I had both a set of keys and a dagger to hide in my sparsely furnished cell. Inside the thin mattress was my only option. I cut the seam just enough to allow me to insert both. I lay down on the mattress and closed my eyes. I could not find the way to sleep. The serpent spit magic coiled strangely through my body and my mind. I could not calm myself.
‘So. No Symphe.’
The black voice reached me quietly from the next cell. I held my breath. He would think I was asleep.
‘You killed then. I am so sorry.’
I closed my eyes and was very still. The serpent magic twisted through me like a parasite in my belly. I felt it mingling with my Farseer magic. For a terrifying instant, I could feel Prilkop in the cell next to me. I knew there were six other prisoners on this level, and that one of them was pregnant. I felt my magic go reaching, reaching, reaching … I slammed my mind shut. If I reached out, who might reach in? I doubted Vindeliar would be the only one they had dosed with serpent spit. I would be small and hard as a nut. I would be still as a stone. I made all things still within me. To my surprise, tears still leaked through my lashes and trickled down the side of my face. I did not weep for Symphe or Dwalia.
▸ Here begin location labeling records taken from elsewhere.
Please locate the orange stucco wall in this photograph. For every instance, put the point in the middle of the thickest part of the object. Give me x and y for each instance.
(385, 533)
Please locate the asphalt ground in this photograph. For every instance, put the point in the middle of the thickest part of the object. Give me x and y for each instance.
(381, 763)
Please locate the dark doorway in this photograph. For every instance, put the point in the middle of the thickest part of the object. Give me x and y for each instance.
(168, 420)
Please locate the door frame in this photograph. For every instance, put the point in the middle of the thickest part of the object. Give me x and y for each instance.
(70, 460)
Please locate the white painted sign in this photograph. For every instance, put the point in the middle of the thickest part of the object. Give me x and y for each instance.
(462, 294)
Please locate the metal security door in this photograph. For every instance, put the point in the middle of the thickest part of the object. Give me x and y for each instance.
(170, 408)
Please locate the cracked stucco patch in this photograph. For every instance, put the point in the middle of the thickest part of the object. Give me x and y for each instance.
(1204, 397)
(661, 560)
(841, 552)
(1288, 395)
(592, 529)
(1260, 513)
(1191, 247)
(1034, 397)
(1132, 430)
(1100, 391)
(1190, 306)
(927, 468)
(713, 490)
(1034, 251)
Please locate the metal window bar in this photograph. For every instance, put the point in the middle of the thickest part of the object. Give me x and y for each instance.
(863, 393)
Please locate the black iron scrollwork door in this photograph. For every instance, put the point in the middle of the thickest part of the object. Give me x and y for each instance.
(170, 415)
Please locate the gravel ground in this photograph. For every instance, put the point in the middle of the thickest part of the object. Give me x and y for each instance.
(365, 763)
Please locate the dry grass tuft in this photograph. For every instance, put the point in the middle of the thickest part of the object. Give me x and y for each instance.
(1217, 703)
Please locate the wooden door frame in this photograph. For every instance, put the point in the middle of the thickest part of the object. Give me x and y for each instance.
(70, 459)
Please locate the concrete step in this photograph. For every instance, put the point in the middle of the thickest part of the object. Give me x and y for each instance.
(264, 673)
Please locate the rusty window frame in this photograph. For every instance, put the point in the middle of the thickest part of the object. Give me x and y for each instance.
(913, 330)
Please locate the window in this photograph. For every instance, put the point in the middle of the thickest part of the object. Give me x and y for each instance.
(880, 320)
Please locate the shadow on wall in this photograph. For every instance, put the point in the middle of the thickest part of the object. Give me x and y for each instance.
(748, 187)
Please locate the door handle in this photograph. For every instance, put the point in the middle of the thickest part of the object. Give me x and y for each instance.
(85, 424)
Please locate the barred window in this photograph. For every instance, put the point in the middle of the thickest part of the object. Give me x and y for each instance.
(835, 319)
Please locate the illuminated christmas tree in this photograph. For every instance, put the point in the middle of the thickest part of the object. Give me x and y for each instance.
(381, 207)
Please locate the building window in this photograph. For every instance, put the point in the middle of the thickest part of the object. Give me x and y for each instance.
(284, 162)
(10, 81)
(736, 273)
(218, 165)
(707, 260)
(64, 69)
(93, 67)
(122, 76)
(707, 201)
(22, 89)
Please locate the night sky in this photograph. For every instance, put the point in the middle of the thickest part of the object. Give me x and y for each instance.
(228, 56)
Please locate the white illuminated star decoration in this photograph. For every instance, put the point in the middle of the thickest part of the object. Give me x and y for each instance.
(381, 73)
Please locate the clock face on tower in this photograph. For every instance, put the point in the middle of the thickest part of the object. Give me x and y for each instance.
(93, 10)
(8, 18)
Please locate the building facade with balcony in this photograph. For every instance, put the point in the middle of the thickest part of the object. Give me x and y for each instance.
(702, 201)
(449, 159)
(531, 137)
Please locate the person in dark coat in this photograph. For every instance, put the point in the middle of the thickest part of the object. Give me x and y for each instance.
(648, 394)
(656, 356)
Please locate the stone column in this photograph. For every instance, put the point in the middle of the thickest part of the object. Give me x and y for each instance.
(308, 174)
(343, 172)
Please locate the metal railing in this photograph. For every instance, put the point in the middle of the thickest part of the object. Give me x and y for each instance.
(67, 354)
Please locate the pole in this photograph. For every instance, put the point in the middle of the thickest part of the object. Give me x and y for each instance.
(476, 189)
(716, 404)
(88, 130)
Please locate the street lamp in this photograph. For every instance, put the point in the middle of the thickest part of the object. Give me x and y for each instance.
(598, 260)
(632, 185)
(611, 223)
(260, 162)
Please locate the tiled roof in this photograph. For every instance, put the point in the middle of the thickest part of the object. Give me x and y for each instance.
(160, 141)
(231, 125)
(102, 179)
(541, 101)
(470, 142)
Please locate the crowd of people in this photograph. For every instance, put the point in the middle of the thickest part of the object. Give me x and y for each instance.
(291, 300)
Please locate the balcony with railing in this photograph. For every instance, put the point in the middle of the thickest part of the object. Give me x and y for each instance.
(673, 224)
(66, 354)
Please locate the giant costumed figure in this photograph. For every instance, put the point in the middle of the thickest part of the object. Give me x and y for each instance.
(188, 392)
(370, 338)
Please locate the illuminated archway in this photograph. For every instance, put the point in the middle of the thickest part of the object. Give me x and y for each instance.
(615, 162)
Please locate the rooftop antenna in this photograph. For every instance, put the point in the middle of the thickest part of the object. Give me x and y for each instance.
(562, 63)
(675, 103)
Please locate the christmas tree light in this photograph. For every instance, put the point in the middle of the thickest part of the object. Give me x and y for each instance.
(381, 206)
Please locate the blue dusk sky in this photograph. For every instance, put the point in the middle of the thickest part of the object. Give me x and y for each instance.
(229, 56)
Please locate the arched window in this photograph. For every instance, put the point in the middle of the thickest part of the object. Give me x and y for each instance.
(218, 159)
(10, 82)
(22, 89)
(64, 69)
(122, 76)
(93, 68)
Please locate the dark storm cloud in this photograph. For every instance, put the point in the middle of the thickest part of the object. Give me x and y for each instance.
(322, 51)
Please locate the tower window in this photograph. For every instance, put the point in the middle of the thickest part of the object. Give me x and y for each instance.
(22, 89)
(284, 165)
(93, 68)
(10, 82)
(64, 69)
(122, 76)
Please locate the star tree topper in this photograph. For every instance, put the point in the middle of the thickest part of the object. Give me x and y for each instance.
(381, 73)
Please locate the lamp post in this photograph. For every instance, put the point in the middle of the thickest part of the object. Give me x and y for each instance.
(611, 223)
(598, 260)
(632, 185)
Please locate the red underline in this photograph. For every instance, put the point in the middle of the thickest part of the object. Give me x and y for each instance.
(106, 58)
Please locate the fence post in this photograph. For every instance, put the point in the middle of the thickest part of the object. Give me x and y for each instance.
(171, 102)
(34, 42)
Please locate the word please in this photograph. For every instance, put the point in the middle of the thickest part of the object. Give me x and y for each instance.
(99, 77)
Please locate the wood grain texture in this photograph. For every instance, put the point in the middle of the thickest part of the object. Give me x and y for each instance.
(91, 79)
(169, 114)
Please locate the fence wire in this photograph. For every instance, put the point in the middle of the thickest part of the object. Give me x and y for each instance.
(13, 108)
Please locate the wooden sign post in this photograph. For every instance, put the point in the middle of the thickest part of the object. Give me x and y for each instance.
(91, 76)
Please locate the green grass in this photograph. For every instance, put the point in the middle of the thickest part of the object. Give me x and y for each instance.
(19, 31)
I wept for fear of what I had become.
* * *
This dream does not belong here. It isn’t an important dream, except to me. I only write it down here because I want to keep it forever, for myself.
In the dream, I am working in the herb garden with my mother. The sky is blue and the sun is out, but it is early in the day, so it is pleasantly warm, not hot. We crawl along the rows on each side of her lavender beds. She has strong hands. When she grips a weed and pulls, it comes up with a long white root. I am trying to help her weed, but I am just pulling off the top leaves. She stops me and gives me a little trowel. ‘It is worse than useless to do things halfway, Bee. For then you think the work is done, but someone must come behind you later to do it all over again. Even if you must work much harder and get less done, it is better to do the whole task the first time.’ Then she showed me how to push the trowel into the earth and pop up the weed I was not strong enough to pull.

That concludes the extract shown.